A number of patients with atypical HS associated with karyotypic abnormalities involving deletions or translocations of the ankyrin gene locus on chromosome 8p have been described. Ankyrin deletions may be part of a contiguous gene syndrome with manifestations of spherocytosis, mental retardation, typical facies, and hypogonadism.
Deficiency of Band 3 Protein
Deficiency of band 3 protein is found in a subset of HS patients who present with a phenotype of a mild to moderate dominantly inherited HS. Most, if not all, of these patients also have concomitant protein 4.2 deficiency. Numerous band 3 mutations associated with HS have been reported, spread throughout both the cytoplasmic and the membrane-spanning domains.
A number of band 3 mutations clustered in the membrane spanning domain that replace highly conserved arginines have been described.
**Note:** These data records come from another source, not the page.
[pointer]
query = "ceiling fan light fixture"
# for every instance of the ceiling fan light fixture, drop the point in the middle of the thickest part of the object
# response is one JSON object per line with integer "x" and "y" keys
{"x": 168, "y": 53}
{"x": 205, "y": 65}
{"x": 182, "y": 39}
These arginines, which are all located at the cytoplasmic end of a predicted transmembrane helix, exhibit defective cellular trafficking from the endoplasmic reticulum to the plasma membrane.
Alleles have been identified that influence band 3 expression and that, when inherited in trans to a band 3 mutation, aggravate band 3 deficiency and worsen the clinical severity of the disease.
Deficiency of Protein 4.2
Recessively inherited HS caused by mutations in protein 4.2 is relatively common in Japan. In these cases, an almost total absence of protein 4.2 from the erythrocyte membranes of homozygous patients is detected. Protein 4.2–deficient erythrocytes can also have a decreased content of ankyrin and band 3. Protein 4.2 deficiency also occurs in association with band 3 mutations, probably as a result of abnormal binding of protein 4.2 to the cytoplasmic domain of band 3.